Czwartej porażki z rzędu doznali piłkarze drugiej drużyny Korony. W 26. kolejce III ligi kielczanie przegrali na własnym stadionie z Orlętami Radzyń Podlaski 0:4 (0:3). Bramki strzelili: Arkadiusz Maj (6.), Karol Kalita (k.15., 55.) oraz Szymon Kamiński (29.).
Przed meczem obydwa zespołu dzieliły w tabeli dwa miejsca i różnica jednego punktu, na korzyść ekipy z Lubelszczyzny. „Żółto-czerwoni” zapowiadali wiosenne przełamanie, tymczasem zagrali bardzo słabo, szczególnie w pierwszej połowie.

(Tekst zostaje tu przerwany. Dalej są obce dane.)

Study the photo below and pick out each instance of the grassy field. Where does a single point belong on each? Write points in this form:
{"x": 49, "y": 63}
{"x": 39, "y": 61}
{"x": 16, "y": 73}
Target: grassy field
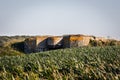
{"x": 64, "y": 64}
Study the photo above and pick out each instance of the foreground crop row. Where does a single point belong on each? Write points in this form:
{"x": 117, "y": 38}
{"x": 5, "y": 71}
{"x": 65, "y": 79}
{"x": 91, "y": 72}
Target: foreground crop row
{"x": 74, "y": 64}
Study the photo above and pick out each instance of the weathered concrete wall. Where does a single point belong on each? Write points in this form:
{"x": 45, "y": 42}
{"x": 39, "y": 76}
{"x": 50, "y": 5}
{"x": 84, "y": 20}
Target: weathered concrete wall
{"x": 86, "y": 40}
{"x": 76, "y": 40}
{"x": 41, "y": 43}
{"x": 55, "y": 42}
{"x": 66, "y": 41}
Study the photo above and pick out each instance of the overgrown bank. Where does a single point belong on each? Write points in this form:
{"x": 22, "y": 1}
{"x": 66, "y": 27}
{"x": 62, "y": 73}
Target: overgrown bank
{"x": 74, "y": 63}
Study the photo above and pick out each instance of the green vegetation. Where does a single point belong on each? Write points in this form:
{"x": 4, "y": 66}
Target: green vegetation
{"x": 64, "y": 64}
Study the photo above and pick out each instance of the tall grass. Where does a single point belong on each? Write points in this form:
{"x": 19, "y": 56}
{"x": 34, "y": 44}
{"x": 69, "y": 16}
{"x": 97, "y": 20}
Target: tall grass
{"x": 64, "y": 64}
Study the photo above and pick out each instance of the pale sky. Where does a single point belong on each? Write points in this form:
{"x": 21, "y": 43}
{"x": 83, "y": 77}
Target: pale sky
{"x": 59, "y": 17}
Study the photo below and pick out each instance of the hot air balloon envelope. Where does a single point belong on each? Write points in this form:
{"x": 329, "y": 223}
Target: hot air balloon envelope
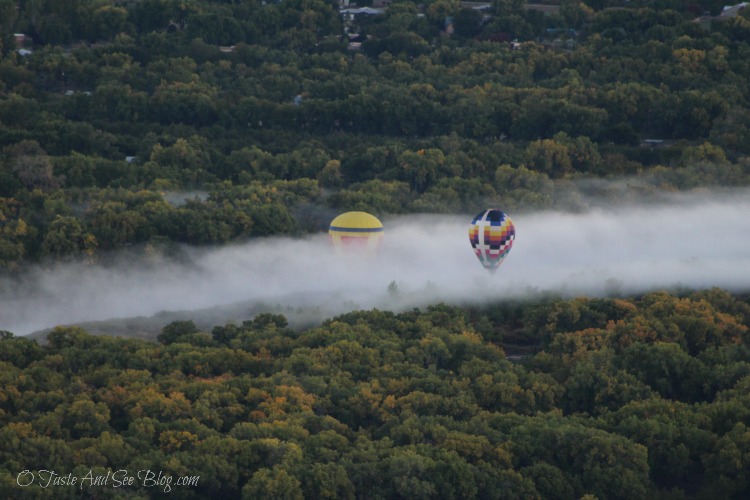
{"x": 356, "y": 230}
{"x": 491, "y": 234}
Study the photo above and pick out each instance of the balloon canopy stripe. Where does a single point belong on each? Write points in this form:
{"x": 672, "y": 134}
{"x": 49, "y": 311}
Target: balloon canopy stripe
{"x": 356, "y": 229}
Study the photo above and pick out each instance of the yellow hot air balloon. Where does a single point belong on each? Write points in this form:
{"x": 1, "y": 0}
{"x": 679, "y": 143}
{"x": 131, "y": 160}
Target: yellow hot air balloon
{"x": 356, "y": 230}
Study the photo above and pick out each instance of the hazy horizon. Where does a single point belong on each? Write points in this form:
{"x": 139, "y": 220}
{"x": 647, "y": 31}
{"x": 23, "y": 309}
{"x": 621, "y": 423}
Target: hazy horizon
{"x": 688, "y": 240}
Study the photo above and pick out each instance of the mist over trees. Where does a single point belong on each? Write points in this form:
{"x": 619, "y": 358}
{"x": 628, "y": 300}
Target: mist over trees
{"x": 107, "y": 108}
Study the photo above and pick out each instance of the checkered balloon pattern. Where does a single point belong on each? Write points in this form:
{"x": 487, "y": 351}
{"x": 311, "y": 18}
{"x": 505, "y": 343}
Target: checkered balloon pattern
{"x": 491, "y": 234}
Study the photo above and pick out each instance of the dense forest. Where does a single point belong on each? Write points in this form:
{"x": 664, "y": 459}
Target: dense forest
{"x": 625, "y": 399}
{"x": 149, "y": 124}
{"x": 153, "y": 122}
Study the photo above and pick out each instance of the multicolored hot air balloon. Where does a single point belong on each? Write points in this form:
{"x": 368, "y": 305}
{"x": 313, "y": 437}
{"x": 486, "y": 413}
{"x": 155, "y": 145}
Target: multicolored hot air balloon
{"x": 491, "y": 234}
{"x": 356, "y": 230}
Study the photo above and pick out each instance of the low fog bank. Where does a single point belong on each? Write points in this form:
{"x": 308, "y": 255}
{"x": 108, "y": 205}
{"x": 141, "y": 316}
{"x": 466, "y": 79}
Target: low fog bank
{"x": 694, "y": 241}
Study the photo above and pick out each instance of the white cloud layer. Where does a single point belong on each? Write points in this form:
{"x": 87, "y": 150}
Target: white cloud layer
{"x": 696, "y": 241}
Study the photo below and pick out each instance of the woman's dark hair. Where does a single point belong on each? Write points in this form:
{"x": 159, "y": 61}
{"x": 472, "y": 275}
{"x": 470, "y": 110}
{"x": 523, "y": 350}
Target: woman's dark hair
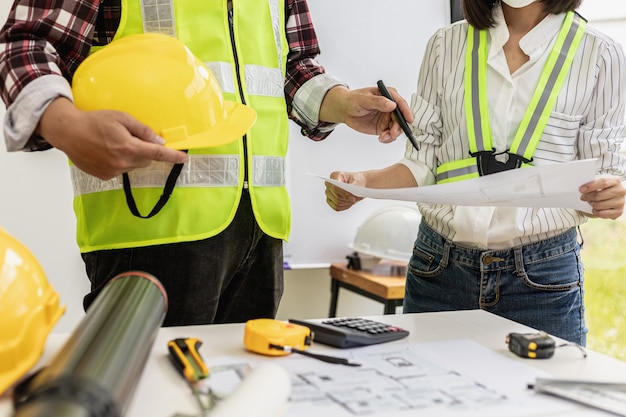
{"x": 479, "y": 13}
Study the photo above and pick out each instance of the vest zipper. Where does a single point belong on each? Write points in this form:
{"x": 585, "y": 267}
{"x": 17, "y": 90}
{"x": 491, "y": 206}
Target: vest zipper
{"x": 231, "y": 27}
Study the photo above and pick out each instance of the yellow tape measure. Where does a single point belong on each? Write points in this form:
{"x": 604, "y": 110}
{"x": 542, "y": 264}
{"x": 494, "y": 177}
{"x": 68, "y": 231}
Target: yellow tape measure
{"x": 275, "y": 338}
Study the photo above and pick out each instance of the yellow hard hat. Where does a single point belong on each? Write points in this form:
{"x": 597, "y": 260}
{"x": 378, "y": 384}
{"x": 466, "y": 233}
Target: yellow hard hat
{"x": 29, "y": 308}
{"x": 157, "y": 80}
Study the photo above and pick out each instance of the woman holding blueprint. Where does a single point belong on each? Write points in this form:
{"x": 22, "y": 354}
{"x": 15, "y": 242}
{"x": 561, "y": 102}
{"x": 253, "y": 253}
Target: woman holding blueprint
{"x": 519, "y": 83}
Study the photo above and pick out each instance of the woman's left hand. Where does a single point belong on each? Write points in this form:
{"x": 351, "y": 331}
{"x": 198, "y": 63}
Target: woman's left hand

– To nie jest nowość, że tracimy głupio bramki. Tak też było w tym meczu. Praktycznie sami sobie strzeliliśmy te gole. Później nie umiemy już się podnieść. Może wynika to z tego, że jesteśmy młodą drużyną. W tym sezonie jeśli pierwsi straciliśmy bramkę, to za każdym razem przegrywaliśmy – powiedział kapitan kieleckiej drużyny Michał Dziubek.
– Mentalnie źle weszliśmy w ten mecz. Sprezentowaliśmy przeciwnikowi trzy bramki. Nie potrafiliśmy się zorganizować. Nie wiem, co się stało, bo na treningach wyglądaliśmy naprawdę dobrze. W pierwszej połowie nie było nas na boisku. Popełnialiśmy proste błędy, a w naszych poczynaniach widać było ogromną bojaźń. Jest mi wstyd, bo to już czwarta porażka z rzędu – stwierdził Mariusz Arczewski, który pod nieobecność chorego Dariusza Kozubka prowadził zespół gospodarzy.
Kielczanie, którzy mają w dorobku 24 punkty, zajmują w tabeli III ligi 19. miejsce. Za „żółto-czerwonymi” są tylko Jutrzenka Giebułtów (17 punktów) i Hetman Zamość (7 punktów).
W sobotę, 3 kwietnia, druga drużyna Korony zmierzy się na wyjeździe z rezerwami Cracovii.